I pulled up my pants and ran out the door chasing her down and explained that I really did need her help. I showed her my blisters forcing her to watch the train wreck of me bending at the waste and spreading my naked bottom. "Here right here," I exclaimed pointing to my most humiliating body part. Only after my desperate pleading did she agree. We returned to the bathroom and stripped out of our clothing, I assumed the position curling up at the bottom of the shower and she peed. A day later the blisters were worse. Urine was not the answer.

For my next attempt, I went to the West End pharmacy. An old white man with a Caribbean accent set at the counter, his shirt completely unbuttoned, a plump belly covered in gray hair folded over his khaki pants. He ignored me as I browsed the dust covered medicine on the sparse shelves next to green plantains and individually wrapped rolls of toilet paper. Medical labels are for doctors and nurses, it’s a language spoken only after eight years of medical school and two years of residency. Now put a Spanish twist into the mix and you’ve got a whole bunch of incomprehensible potions and spells straight out of an alchemist’s lab. I went with the tried and true approach of common sense. I figured like medicines are stored in like places. Thus around penicillin, the only name which I recognized, would be the antibiotics. Furthermore, I figured that a lotion would be for topical purposes like for instance a skin condition, perhaps even a staph infection.

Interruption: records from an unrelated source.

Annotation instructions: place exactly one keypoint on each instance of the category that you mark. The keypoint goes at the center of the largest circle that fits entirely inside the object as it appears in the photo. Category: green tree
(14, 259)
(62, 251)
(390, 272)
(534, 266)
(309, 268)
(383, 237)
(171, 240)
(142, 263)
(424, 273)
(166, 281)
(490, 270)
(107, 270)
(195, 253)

Finally, I went with the most logical of all common sense rationality. You get what you pay for. So, I picked the most expensive topical ointment in the general vicinity of the penicillin.

At the counter the old man seemed pleased with my decision. I took his approval as a sign that he knew what ailed me and agreed; this magical ointment would indeed cure me of my puss filled blisters. I happily left the pharmacy with my bowlegged labored shuffle knowing that my suffering was nearly over. After applying the expensive ointment to my armpits and unmentionables three times daily for a week’s time, the blisters remained defiant. All was lost, I would never get better.

That’s when I made my third and final mistake. I went to my boss Justus. First, I told him I had the curse. He looked back with glazed eyes, he had no idea what I was talking about. I told him about the blisters on my "you know" and a wave of knowing came upon him. "Oh, of course you have blisters, you wear a wet suit!" he said, following with "everyone gets them -- no big deal, they go away." Clearly his hadn’t at least since we had been on the island. I showed him the nearly empty tube of expensive ointment that I had applied religiously. "This is junk -- won’t work," he chastised.

"Why not?"

"It’s for your eyes."

"No, really?"

"Yeah, it’s for pink eye; who told you to buy this?"

I had been taken. The reason that old man had been so pleased with my choice at the pharmacy was because my purchase clearly paid for a rather nice dinner that night. He hadn’t been concerned with my discomfort at all. Everyone on the island suffered. Why should I be any different? Justus tossed me a bottle of penicillin and told me to stay out of the water for a week.